On the eighth day, Porter learned firsthand why the trees of this northern region were thick and twisted. The first of the winter winds began to blow. Beginning in some polar region the winds swooped down and became trapped under the ridge of mountains that circled the northern reaches of the continent. The gusts, boxed in from the north and fed moist circulating air from the south, gathered speed and strength. They became screaming windstorms that tossed anything that was not heavy enough to withstand the pressure or was secured to the ground. The trees rocked furiously as the winds tore through them. The creatures of the forests buckled down and hid in their holes, dens and burrows.

The four were forced to march and retreat behind boulders and natural windbreaks when they could find them. There was nothing to hunt when the winds blew; even fish in deep rivers would not bite. Porter had never thought his ears could burn and freeze all at the same time. At the worst of the storm, they hunkered down in a high cave that Kanji found.

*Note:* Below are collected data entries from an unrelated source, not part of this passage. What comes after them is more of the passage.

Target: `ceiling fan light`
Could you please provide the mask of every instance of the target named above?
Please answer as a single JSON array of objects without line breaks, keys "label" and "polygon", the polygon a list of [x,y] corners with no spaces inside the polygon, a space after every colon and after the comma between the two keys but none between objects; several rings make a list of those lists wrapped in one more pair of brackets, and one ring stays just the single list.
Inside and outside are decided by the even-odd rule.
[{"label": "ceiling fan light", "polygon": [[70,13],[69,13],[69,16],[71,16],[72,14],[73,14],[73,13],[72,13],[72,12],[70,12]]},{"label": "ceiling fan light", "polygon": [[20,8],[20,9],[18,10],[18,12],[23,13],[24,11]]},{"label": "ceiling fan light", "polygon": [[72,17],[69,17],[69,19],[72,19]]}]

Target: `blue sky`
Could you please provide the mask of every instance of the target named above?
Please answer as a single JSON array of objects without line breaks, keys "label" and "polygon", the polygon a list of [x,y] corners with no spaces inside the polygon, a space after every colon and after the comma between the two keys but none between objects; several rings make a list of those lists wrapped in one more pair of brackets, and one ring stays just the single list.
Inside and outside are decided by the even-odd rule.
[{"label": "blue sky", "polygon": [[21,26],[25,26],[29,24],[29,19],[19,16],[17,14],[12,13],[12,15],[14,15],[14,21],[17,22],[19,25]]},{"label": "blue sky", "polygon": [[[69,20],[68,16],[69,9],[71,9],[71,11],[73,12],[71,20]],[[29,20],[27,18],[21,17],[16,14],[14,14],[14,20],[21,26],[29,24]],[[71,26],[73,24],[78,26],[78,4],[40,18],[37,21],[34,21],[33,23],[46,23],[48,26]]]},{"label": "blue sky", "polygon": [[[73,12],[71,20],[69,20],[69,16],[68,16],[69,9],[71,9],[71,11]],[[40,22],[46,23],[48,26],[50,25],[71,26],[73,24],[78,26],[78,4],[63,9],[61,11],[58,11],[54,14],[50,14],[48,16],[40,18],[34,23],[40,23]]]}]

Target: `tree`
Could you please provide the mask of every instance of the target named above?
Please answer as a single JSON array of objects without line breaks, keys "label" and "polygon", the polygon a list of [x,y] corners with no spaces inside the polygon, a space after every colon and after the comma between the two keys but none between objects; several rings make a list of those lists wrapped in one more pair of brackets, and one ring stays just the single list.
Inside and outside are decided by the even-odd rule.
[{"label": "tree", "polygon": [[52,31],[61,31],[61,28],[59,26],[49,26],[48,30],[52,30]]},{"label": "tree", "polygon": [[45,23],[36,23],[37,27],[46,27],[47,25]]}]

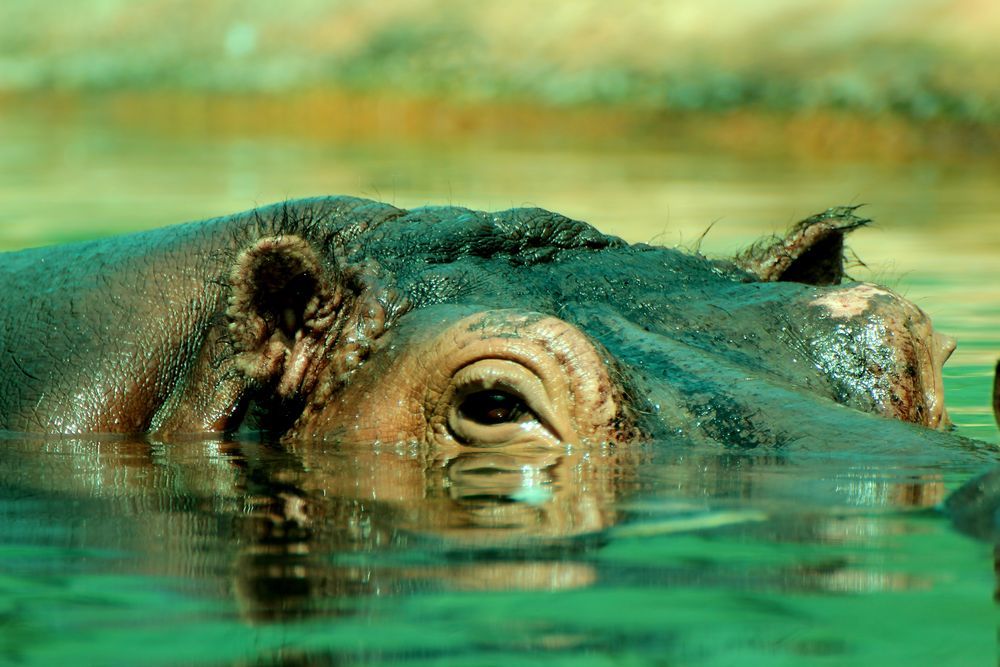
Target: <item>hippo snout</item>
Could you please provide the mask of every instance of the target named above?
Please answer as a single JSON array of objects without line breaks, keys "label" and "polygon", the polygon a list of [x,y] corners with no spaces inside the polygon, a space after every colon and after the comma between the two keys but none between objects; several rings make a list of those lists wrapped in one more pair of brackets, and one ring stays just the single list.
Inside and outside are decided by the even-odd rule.
[{"label": "hippo snout", "polygon": [[950,425],[942,368],[955,340],[935,331],[926,313],[869,283],[826,291],[810,306],[818,319],[813,358],[838,400],[931,428]]}]

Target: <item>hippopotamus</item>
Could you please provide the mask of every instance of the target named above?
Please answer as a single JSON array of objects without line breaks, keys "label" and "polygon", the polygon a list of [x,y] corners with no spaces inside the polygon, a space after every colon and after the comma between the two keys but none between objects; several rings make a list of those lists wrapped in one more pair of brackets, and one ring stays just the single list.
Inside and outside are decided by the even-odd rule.
[{"label": "hippopotamus", "polygon": [[0,428],[985,457],[948,431],[954,342],[845,275],[857,213],[709,259],[319,197],[9,253]]}]

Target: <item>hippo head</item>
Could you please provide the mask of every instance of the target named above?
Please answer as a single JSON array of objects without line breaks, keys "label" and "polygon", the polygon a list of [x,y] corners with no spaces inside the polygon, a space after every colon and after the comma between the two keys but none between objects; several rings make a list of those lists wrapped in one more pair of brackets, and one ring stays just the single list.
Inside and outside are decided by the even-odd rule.
[{"label": "hippo head", "polygon": [[309,200],[247,220],[226,310],[246,423],[291,438],[828,449],[948,424],[951,340],[844,282],[854,209],[725,261],[539,209]]}]

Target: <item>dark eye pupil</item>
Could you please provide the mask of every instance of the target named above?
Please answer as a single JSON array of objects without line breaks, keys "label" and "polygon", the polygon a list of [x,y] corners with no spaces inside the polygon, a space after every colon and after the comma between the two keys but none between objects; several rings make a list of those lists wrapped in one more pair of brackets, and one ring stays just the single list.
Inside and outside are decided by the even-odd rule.
[{"label": "dark eye pupil", "polygon": [[466,396],[459,409],[478,424],[503,424],[517,421],[524,414],[524,403],[507,392],[477,391]]}]

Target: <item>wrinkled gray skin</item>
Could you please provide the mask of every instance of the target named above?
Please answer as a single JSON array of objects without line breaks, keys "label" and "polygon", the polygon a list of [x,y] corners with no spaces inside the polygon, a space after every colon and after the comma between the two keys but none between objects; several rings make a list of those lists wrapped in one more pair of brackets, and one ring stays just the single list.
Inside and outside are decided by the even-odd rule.
[{"label": "wrinkled gray skin", "polygon": [[[832,210],[711,261],[540,209],[317,198],[12,253],[0,264],[0,428],[315,435],[303,415],[316,387],[333,400],[435,318],[516,308],[596,344],[620,403],[610,440],[988,460],[925,426],[946,425],[931,366],[947,352],[922,314],[840,284],[843,237],[864,222]],[[268,254],[285,239],[311,250]],[[857,294],[860,310],[829,305]],[[309,327],[325,342],[301,354],[333,370],[293,382],[275,368],[292,365],[286,348]],[[911,338],[927,349],[901,351]],[[250,359],[255,346],[285,347]]]}]

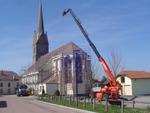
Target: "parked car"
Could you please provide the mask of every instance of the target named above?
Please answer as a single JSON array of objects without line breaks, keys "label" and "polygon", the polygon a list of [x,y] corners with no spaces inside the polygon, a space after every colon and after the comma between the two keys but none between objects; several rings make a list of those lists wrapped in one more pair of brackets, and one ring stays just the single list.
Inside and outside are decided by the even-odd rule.
[{"label": "parked car", "polygon": [[17,87],[17,96],[28,96],[27,85],[19,84]]}]

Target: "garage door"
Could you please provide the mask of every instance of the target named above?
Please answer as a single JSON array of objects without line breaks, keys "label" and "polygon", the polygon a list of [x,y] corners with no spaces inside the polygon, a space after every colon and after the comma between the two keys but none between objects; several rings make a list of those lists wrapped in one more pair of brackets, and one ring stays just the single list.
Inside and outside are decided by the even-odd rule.
[{"label": "garage door", "polygon": [[132,95],[132,90],[130,85],[124,86],[124,95]]}]

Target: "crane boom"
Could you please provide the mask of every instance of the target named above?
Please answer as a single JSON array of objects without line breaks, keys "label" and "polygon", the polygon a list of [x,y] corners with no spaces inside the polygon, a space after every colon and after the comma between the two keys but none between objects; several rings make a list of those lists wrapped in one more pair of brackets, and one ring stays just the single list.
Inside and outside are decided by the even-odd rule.
[{"label": "crane boom", "polygon": [[66,11],[63,12],[63,16],[66,15],[68,12],[70,12],[71,16],[73,17],[74,21],[76,22],[76,24],[78,25],[78,27],[80,28],[81,32],[83,33],[84,37],[86,38],[86,40],[88,41],[90,47],[92,48],[92,50],[95,52],[98,60],[101,62],[103,69],[105,71],[105,73],[107,74],[107,76],[109,77],[109,80],[111,81],[112,85],[116,85],[116,80],[115,77],[113,76],[113,74],[111,73],[110,68],[108,67],[107,63],[105,62],[105,60],[103,59],[103,57],[100,55],[100,53],[98,52],[97,48],[95,47],[95,45],[92,43],[92,41],[90,40],[86,30],[83,28],[81,22],[79,21],[79,19],[76,17],[76,15],[74,14],[74,12],[72,11],[72,9],[68,9]]},{"label": "crane boom", "polygon": [[114,99],[114,100],[118,99],[120,97],[118,92],[121,89],[121,85],[118,82],[116,82],[116,79],[113,76],[113,74],[111,73],[110,68],[108,67],[108,65],[105,62],[105,60],[103,59],[103,57],[98,52],[98,50],[95,47],[95,45],[90,40],[86,30],[83,28],[81,22],[76,17],[74,12],[71,9],[68,9],[68,10],[63,12],[63,16],[66,15],[67,13],[69,13],[69,12],[70,12],[71,16],[73,17],[74,21],[76,22],[76,24],[78,25],[78,27],[80,28],[80,30],[83,33],[84,37],[88,41],[90,47],[95,52],[98,60],[102,64],[102,67],[103,67],[106,75],[109,77],[109,80],[110,80],[98,93],[96,93],[96,98],[102,99],[103,97],[105,97],[105,94],[108,94],[107,98],[111,98],[111,99]]}]

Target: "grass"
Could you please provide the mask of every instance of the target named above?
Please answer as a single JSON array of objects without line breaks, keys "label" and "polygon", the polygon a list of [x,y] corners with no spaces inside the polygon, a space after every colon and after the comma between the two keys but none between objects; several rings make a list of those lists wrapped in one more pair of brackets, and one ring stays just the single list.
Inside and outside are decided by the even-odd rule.
[{"label": "grass", "polygon": [[[88,111],[94,111],[97,113],[121,113],[120,106],[114,106],[110,105],[108,107],[108,112],[105,111],[105,106],[102,104],[96,104],[95,108],[93,109],[93,104],[91,103],[86,103],[84,104],[83,102],[78,101],[78,106],[76,101],[69,101],[69,99],[64,99],[61,97],[55,97],[55,98],[49,98],[49,97],[42,97],[39,98],[41,101],[53,103],[53,104],[58,104],[58,105],[63,105],[63,106],[68,106],[68,107],[73,107],[73,108],[78,108],[78,109],[84,109]],[[132,109],[132,108],[125,108],[124,113],[150,113],[150,110],[143,110],[143,109]]]}]

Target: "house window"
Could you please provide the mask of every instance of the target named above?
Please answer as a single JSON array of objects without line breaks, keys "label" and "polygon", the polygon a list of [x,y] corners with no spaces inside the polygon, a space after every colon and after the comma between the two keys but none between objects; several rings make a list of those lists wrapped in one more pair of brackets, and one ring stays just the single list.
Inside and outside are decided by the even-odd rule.
[{"label": "house window", "polygon": [[121,77],[121,83],[125,83],[125,78]]},{"label": "house window", "polygon": [[0,83],[0,87],[3,87],[3,83],[2,82]]},{"label": "house window", "polygon": [[11,90],[10,89],[8,89],[8,94],[11,94]]},{"label": "house window", "polygon": [[0,89],[0,94],[3,94],[3,89]]},{"label": "house window", "polygon": [[42,91],[42,86],[40,86],[40,92]]},{"label": "house window", "polygon": [[10,84],[10,82],[8,83],[8,87],[10,87],[11,86],[11,84]]}]

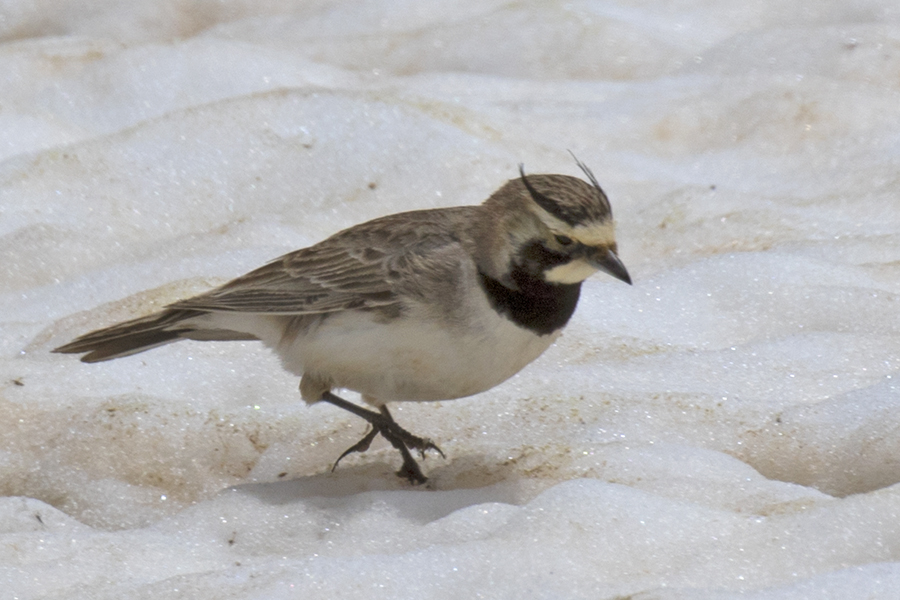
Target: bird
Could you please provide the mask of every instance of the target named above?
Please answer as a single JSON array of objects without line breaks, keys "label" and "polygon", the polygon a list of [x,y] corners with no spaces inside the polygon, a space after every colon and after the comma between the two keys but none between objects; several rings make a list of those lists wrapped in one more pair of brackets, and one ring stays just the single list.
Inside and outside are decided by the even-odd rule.
[{"label": "bird", "polygon": [[[574,156],[573,156],[574,157]],[[489,390],[540,356],[575,311],[581,284],[604,272],[631,284],[612,208],[591,170],[526,175],[479,205],[401,212],[354,225],[206,293],[86,333],[53,352],[86,363],[180,340],[259,340],[300,377],[308,404],[368,422],[335,461],[381,435],[411,484],[412,456],[440,448],[401,427],[389,402]],[[358,392],[350,402],[334,390]]]}]

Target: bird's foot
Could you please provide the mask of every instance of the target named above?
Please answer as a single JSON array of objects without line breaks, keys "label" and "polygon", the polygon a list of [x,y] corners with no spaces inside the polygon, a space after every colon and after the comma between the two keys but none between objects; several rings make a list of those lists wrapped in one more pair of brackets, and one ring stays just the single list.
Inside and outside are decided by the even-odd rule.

The lair had been occupied but the cat had drawn out the toothsome beast with its naked curved claws on twelve independent limbs. The eyes were on stalks above its thick round body, which could swivel in any direction. Porter was pleased with his aim with his bow as the creature lashed out at anything that moved as it screamed piercingly in pain. Alin and Porter put four arrows into the creature before its final jerking motions ceased. They lost more arrows in the wind.

The cave was dry, but the white dry bones put everyone on edge. Porter could not identify any of the prey from the scattered heaps of bones either. Staring at the piles, he shuddered. Kanji sniffed about for a few minutes and lay down to bathe herself and rest. The three fugitives took their cues from her, settling down with their hamox in the safety of the cave.

While they had engaged in small talk as they traveled, all three had avoided the difficult and loaded subjects from which they were escaping. The events of Sky House were never far from Porter’s mind, but he was also careful of Gilly’s loyalty to the fortress and Alin’s long residence behind its walls. Sky House had been their home and refuge for years. He was the interloper.

Porter worried how they would judge his actions and whether they would blame him for the attacks that led to their fleeing. Then he kicked himself all over again for being afraid of their opinions. He uncovered facts and he should let them judge the evidence, not him. In his head he knew this truth but in every other capacity, he was leery.